# Authentication API

This topic describes the web service API for user authentication.

The authentication mechanism of the ZLUX server allows for an administrator to gate access to services by a given auth handler, while on the user side the authentication structure allows for a user to login to one or more endpoints at once provided they share the same credentials given.

# Check status

Returns the current authentication status of the user to the caller.

GET /auth

Response example:

{
  "categories": {
    "zss": { 
      "authenticated": true,
      "plugins": {
        "org.zowe.zlux.auth.zss": {
          "authenticated": true,
          "username":"foo"
        }
      }
    },
    "zosmf": {
      "authenticated": false,
      "plugins": {
        "org.zowe.zlux.auth.zosmf": {
          "authenticated": false
        }
      }
    }
  }
}

Every key in the response object is a registered auth type. The value object is guaranteed to have a Boolean field named "authenticated" which indicates that at least one plugin in the category was able to authenticate the user.

Each item also has a field called "plugins", where every property value is a plugin-specific object.

# Authenticate

Authenticates the user against authentication back-ends.

POST /auth

Request body example:

{
  "categories": ["zosmf"],
  "username": "foo",
  "password": "1970-01-01"
}

The categories parameter is optional. If omitted, all auth plugins are invoked with the username and password Response example:

{
  "success": true,
  "categories": {
    "zss": {
      "success": true,
      "plugins": {
        "org.zowe.zlux.auth.zss": {
          "success": true
        }
      }
    },
    "zosmf": {
      "success": true,
      "plugins": {
        "org.zowe.zlux.auth.zosmf": {
          "success": true
        }
      }
    }
  }
}

First-level keys are authentication categories or types. "success" means that all of the types requested have been successful.
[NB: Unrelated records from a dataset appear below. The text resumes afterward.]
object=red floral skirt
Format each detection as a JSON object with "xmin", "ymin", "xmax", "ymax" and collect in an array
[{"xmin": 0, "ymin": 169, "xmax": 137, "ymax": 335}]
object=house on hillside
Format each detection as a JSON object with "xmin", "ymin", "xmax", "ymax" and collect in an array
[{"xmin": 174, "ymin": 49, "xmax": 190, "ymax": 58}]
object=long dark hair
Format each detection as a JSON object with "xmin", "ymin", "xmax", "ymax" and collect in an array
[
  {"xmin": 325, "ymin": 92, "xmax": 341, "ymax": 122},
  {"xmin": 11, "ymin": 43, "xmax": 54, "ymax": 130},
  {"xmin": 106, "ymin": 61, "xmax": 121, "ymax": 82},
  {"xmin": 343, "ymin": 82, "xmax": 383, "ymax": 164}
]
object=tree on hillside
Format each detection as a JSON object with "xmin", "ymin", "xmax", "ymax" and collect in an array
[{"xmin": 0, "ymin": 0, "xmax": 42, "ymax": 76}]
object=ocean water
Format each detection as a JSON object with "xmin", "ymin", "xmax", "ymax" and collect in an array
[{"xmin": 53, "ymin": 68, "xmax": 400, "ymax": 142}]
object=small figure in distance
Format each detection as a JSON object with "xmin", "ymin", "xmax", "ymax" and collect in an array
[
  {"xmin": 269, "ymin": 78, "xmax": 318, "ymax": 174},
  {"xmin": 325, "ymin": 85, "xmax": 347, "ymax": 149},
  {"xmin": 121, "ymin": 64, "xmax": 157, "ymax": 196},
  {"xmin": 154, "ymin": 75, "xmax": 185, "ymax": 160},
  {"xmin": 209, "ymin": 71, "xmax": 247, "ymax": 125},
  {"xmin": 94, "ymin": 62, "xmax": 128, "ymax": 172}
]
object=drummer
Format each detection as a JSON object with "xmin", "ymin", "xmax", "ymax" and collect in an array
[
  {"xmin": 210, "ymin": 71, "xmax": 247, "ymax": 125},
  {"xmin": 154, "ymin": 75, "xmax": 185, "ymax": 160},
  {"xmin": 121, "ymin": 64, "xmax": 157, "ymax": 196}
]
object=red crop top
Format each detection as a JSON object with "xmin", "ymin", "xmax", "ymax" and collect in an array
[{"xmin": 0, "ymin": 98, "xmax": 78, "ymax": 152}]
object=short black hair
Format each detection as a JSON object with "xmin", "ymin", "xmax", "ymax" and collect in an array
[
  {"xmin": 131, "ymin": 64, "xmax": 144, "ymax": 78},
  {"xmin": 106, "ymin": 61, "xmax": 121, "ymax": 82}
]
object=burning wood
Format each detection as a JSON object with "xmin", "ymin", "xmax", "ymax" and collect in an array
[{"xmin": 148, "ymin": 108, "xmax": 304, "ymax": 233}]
For example typeA successful AND typeB succesful AND ...

Second-level keys are auth plugin IDs. "success" on this level means that there's at least one successful result in that auth type. For example, pluginA successful OR pluginB successful OR ...

# User not authenticated or not authorized

The response received by the browser when calling any service, when the user is either not authenticated or not allowed to access the service.

# Not authenticated

HTTP 401

{
  "category": "zss",
  "pluginID": "org.zowe.zlux.auth.zss",
  "result": {
    "authenticated": false,
    "authorized": false
  }
}

The client is supposed to address this by showing the user a login form which will later invoke the login service for the plugin mentioned and repeat the request.

# Not authorized

HTTP 403

{
  "category": "zss",
  "pluginID": "org.zowe.zlux.auth.zss",
  "result": {
    "authenticated": true,
    "authorized": false
  }
}

There's no general way for the client to address this, except than show the user an error message.